Snowy Beattie ran the supporters club and the only down side was he always left way too early, one year getting to Halifax in time to see the 2nd half of the football against Exeter City. The upside was if any London Football club was playing in the area we were going to Snowy would take in the football as well. My 1st match was Man City versus West Ham which finished up 4-3 so was spoilt for football because I thought all matches would be that entertaining. At the time West Ham had what I think was the 1st professional black player Clive Best.
At that time there would have been six 1st division Saturday tracks, Kings Lynn, Swindon, Cradley Heath, Halifax, Coventry & Belle Vue so got to go to quite a few football grounds including Man Utd. And talking of Manchester, when doing the BLRC (British League Riders Championship) at Belle Vue also known as the BBBF (Barry Briggs Benevolent Fund) as he won it 5 years on the trot, the best dressed coach would win a prize.
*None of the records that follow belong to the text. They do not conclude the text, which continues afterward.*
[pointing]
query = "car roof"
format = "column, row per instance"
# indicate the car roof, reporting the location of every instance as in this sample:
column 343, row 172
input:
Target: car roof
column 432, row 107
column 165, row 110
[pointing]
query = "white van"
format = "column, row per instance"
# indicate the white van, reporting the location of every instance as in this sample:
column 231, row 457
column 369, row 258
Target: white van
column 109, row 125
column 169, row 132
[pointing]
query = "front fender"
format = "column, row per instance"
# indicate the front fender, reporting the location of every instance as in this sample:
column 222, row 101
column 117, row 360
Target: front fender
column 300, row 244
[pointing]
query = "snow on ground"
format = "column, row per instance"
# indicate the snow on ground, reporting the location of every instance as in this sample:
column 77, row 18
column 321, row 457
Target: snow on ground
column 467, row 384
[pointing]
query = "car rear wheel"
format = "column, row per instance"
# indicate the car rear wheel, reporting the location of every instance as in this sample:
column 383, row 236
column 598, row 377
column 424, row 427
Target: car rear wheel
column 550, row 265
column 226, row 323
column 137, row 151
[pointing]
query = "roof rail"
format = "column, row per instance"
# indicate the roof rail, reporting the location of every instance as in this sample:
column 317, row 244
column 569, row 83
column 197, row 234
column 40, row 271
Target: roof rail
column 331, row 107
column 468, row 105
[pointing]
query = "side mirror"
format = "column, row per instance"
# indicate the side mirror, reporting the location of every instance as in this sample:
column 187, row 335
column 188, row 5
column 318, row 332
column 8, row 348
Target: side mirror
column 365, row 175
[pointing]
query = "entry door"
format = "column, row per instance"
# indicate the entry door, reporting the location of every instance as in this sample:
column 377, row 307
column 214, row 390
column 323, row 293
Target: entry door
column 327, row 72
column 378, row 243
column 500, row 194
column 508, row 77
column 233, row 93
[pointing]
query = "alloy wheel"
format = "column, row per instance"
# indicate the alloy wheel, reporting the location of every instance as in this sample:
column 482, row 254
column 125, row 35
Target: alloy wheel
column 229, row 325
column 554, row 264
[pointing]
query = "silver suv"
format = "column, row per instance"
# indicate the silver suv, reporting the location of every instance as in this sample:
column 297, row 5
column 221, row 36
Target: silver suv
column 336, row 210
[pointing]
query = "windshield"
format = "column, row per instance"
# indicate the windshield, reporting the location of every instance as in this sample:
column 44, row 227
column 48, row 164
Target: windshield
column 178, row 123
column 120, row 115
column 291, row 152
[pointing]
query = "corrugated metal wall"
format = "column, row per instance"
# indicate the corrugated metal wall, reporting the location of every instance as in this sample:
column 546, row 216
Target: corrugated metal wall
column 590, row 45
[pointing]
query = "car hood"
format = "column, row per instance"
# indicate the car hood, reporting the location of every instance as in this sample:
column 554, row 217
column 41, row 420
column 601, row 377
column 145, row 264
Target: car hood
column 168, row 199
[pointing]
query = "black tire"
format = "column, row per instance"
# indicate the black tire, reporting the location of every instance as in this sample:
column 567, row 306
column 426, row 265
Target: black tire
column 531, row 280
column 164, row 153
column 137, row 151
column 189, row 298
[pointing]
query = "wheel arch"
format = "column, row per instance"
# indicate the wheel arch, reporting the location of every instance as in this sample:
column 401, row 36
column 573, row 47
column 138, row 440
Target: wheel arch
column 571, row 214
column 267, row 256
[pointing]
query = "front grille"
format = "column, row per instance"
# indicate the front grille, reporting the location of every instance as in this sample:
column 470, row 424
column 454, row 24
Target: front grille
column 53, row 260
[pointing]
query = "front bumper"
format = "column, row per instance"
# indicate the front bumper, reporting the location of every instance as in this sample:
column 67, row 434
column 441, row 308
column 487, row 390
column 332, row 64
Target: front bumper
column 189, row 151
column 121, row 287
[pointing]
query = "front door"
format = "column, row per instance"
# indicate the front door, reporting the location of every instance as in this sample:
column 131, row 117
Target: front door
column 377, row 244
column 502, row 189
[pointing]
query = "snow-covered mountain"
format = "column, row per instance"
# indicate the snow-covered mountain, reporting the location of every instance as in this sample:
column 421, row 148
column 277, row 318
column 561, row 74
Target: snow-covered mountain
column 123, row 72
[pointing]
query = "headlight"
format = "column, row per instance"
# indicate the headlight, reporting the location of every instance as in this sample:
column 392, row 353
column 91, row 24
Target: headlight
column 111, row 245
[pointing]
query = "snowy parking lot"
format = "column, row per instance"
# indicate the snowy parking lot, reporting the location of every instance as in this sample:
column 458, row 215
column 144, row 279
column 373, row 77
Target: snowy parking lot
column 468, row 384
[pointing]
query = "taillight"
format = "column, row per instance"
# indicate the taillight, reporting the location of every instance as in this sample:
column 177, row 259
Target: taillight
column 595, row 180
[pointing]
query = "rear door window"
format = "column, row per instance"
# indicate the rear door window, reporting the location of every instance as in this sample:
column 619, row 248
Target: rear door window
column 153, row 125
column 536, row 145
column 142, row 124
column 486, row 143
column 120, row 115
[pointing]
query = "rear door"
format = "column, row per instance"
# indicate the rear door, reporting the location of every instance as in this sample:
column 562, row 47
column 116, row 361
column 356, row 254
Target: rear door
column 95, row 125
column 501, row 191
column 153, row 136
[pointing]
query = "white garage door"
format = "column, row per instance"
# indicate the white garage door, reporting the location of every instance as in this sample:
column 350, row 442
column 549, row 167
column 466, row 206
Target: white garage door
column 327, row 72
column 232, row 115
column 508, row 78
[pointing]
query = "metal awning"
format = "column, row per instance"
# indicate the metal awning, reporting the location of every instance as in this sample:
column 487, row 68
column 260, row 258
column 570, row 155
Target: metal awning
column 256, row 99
Besides organising the away trips and the usual fund raising activities, during the off season the club would have weekly social evenings at the stadium. The highlight of this was the formation of a speedway supporters darts league and would have consisted of a first and second division with most supporters clubs having two teams. You would have had Hackney, Crayford, Wimbledon, Rye House, White City, Haringey, West Ham and in later years even Canterbury and Milton Keynes ran for a year.
It was run on a speedway format, seven as side, the 13 heat format, with the double finish winner getting 3 points and the other 3 players having a straight 3 dart throw for 2nd and 3rd spots. Averages determined team order but there weren't any maximum team averages, guests or doubling up. I played for the Hackney 'B' team and managed to finish joint 2nd in the league averages of 8.80, I then signed for Haringey 'A' for 2 pints of beer and a packets of crisps but only managed a 5.5 average, I was said to be a bit of a John Jackson (Ellesmere Port). In fact darts turned out to be my '15 minutes of fame' as I managed to beat the world number 2 speedway rider that year Zenon Plech in a match between supporters and riders and also got to play Keith Deller who was world champion (didn't beat him though).
I also did most of the Crayford away trips especially the northern tours and like Hackney they would make them special days out like the time we went to Stoke taking in Alton Towers, I was driving the minibus and made the mistake of going on the Log Plume as the last ride, very uncomfortable driving in wet trousers.
Most of the friends I've made was through speedway, in fact the 4 friends I have now all were met through speedway including one I went to school with. In the 2000's I still did away trips but by car and ones I enjoyed the drive to was Newport, Stoke and Buxton. Trouble is to have a supporters club it's ideal to have a track to support.
This article was first published on 26th January 2019
"Great article on supporters clubs Steve. I, as well as you, don't remember the days, but the history books show that in 1949 Wembley Lions had a supporters club membership in excess of 60,000. Utterly unbelievable now in the days of 1-2,000 crowds alone. In fact are there any supporters clubs left? And what about the good old "war cry" days? 2-4-6-8 who do we appreciate? (insert your own clubs initials at this point).
Golden days indeed, never to return in reality, as the younger generation have so many more things to occupy them now. My two daughters, both in their 20's have visited the speedway with me many times over the years, both enjoy it, but both in truth can take it or leave it. The old days of being "hooked" I'm afraid are gone. All we have are memories - but brilliant ones at that. Nobody can take them away or replicate them. Hanging off the safety fence to see giants like Mauger, Briggs, Olsen, Penhall, Collins, Lee, etc will always be there."